By Sam Gringlas, Daily Staff Reporter
and Jennifer Calfas, Daily Staff Reporter
Published November 7, 2013

The University announced Thursday that the Victors for Michigan campaign will be the largest fundraising drive for a public institution in history — with an ambitious $4 billion goal.

Victors for Michigan, the University’s sixth major fundraising campaign, will launch Nov. 8. The University’s last campaign, The Michigan Difference, raised $3.2 billion between 2000 and 2008 — surpassing its original goal of $2.5 billion.

University President Mary Sue Coleman said last winter that the primary priority for the campaign will be student support through financial aid. At Coleman’s leadership breakfast last month, Coleman reiterated that $1 billion in campaign funds will be focused on student support.

Just like the last campaign, Coleman said in an interview after the event that passing the $4-billion mark is possible.

“It is always possible that if the campaign is phenomenally successful, then maybe midway we could raise it,” Coleman said. “There’s a lot of analysis that goes into doing it, but I feel really good about this number. It’s a very audacious campaign.”

Campaign organizers have made students central to campaign strategy, not only creating goals for student support, but also in involving students in campaign planning and marketing. The Office of Development created a student campaign committee — the first of its kind at the University — consisting of 19 members from various undergraduate and graduate schools to assist in the fundraising and planning process.

The campaign will also focus on raising funds for developing a more engaged learning environment in the classroom and producing ideas to aid worldwide problems. After the event, University Provost Martha Pollack said the three priorities for the campaign intersect, meaning that students could participate in research projects addressing global issues, and gain valuable learning experiences outside the classroom.

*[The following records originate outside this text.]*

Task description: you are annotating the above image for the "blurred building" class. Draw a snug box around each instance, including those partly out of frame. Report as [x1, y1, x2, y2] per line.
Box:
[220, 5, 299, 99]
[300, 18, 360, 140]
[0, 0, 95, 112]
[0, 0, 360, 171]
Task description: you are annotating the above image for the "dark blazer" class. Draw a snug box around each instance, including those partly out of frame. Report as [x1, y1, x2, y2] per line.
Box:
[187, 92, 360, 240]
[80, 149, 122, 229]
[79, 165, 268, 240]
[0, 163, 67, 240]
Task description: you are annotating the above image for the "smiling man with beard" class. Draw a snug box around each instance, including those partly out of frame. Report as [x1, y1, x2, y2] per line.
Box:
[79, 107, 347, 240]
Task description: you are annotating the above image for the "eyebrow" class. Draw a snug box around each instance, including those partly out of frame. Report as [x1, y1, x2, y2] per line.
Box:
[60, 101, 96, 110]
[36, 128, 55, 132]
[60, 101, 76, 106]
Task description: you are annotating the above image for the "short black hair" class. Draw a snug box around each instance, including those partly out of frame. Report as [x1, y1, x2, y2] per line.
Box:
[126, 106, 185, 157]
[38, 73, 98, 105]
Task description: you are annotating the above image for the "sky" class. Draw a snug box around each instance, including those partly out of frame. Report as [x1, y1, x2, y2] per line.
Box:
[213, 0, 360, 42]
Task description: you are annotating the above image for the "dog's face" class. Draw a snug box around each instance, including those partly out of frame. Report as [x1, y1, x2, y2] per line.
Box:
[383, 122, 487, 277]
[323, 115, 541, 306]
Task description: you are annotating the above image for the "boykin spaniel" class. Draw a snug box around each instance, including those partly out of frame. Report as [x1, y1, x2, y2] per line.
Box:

“As the chief academic officer, I couldn’t be happier about the priorities,” Pollack said. “I think those three priorities are just perfectly aligned with what we want to be as an educational institution.”

The University’s newest campaign launches against a backdrop of depressed state appropriations and rising tuition rates. In June, the University's Board of Regents approved a 1.1 and 3.2 percent increase in tuition for in-state and out-of-state students respectively — the lowest 29 years.

“We believe that by judiciously controlling our costs and tuition increases, while also committing university funds for financial aid, we can join with donors to make it possible for the best students, from any socio-economic background, to afford to get a Michigan education,” Regent Andrea Fischer Newman (R) said in a statement.

Many institutions across the country are carrying out similar fundraising drives — but the University's goal is closer to many private schools than public peers. Harvard University is currently in the midst of the largest fundraising drive in the history of higher education — with an ambitious $6.5 billion goal.